Hasta 2014, esta sociedad de capital púbico pasaba totalmente desapercibida para los zaragozanos y zaragozanas. Sin embargo, a partir de abril de ese año se fue haciendo más visible a raíz de un cambio en la factura del agua. Se dividió en dos. Los contribuyentes empezaron a pagar dos recibos diferentes: en uno, el Ayuntamiento de Zaragoza les cobraba por el suministro de agua y la recogida y tratamiento de las basuras. En el otro, Ecociudad hacía lo propio con la parte correspondiente al saneamiento y depuración de las aguas residuales.

El año pasado, Santisteve llevó a Ecociudad a los juzgados por un supuesto caso de falsedad documental. Los tribunales investigaron un acuerdo entre Ecociudad y la empresa privada Drace, que debía ejecutar ciertas mejoras en la depuradora del zaragozano barrio de La Almozara. Unas mejoras que valían alrededor de 220.000 euros pero que, finalmente, no se llevaron a cabo por no considerarse las más adecuadas para el funcionamiento de la planta. Sin pasar por el Consejo de Administración, el gerente de Ecociudad, Miguel Ángel Portero, firmó un acuerdo diferente. Finalmente, la jueza encargada de la instrucción decidió archivar el caso.

Y ahora, la pelota de Ecociudad le ha rebotado en la cara a Pedro Santisteve. El Ayuntamiento de Zaragoza  aprobó el pasado mes de febrero crear una comisión de investigación que estudie la gestión de la sociedad de depuración de aguas por parte del gobierno de Zaragoza en Común, así como los motivos que llevaron al primer edil a denunciar al gerente de Ecociudad. La moción, presentada por PP, PSOE y Ciudadanos, también exigía la comparecencia del alcalde. El partido del Gobierno votó también a favor de la comisión, con la condición de que no solo se les investigara a ellos, sino que el caso se retrotrajera a la época de Belloch. Petición a la que el PSOE ha contestado que de ninguna manera. La concejala socialista, Lola Ranera, informó de que entre los grupos ya se había establecido que no habría más comparecencias.

De esta forma, la comisión de investigación comenzó su andadura el 5 de abril. Declaraciones de unos y otros y cruces de acusaciones que todavía no han llegado a su fin.

En su intervención en la Comisión de Investigación, el alcalde de Zaragoza, además de responder a las preguntas de los grupos municipales, señaló que no le “ve sentido”  a la existencia de Ecociudad debido a su “ineficaz funcionamiento”. Por todo esto, ha pedido su disolución y “recuperarla para el Ayuntamiento”.

Estas declaraciones pronto tuvieron su respuesta.
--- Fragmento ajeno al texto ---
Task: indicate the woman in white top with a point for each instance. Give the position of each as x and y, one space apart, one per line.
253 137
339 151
El popular Sebastián Contín, criticó que “tenemos un alcalde amnésico que no recuerda ni siquiera lo que hizo antes de ayer”. En la misma línea, el portavoz adjunto de Ciudadanos, Alberto Castañal, dijo del alcalde que “no se ha tomado en serio la comisión de investigación” y lo acusó de “echar balones fuera”. La ciudadanía de Zaragoza todavía tendrá que esperar para esclarecer las dudas que rodean Ecociudad.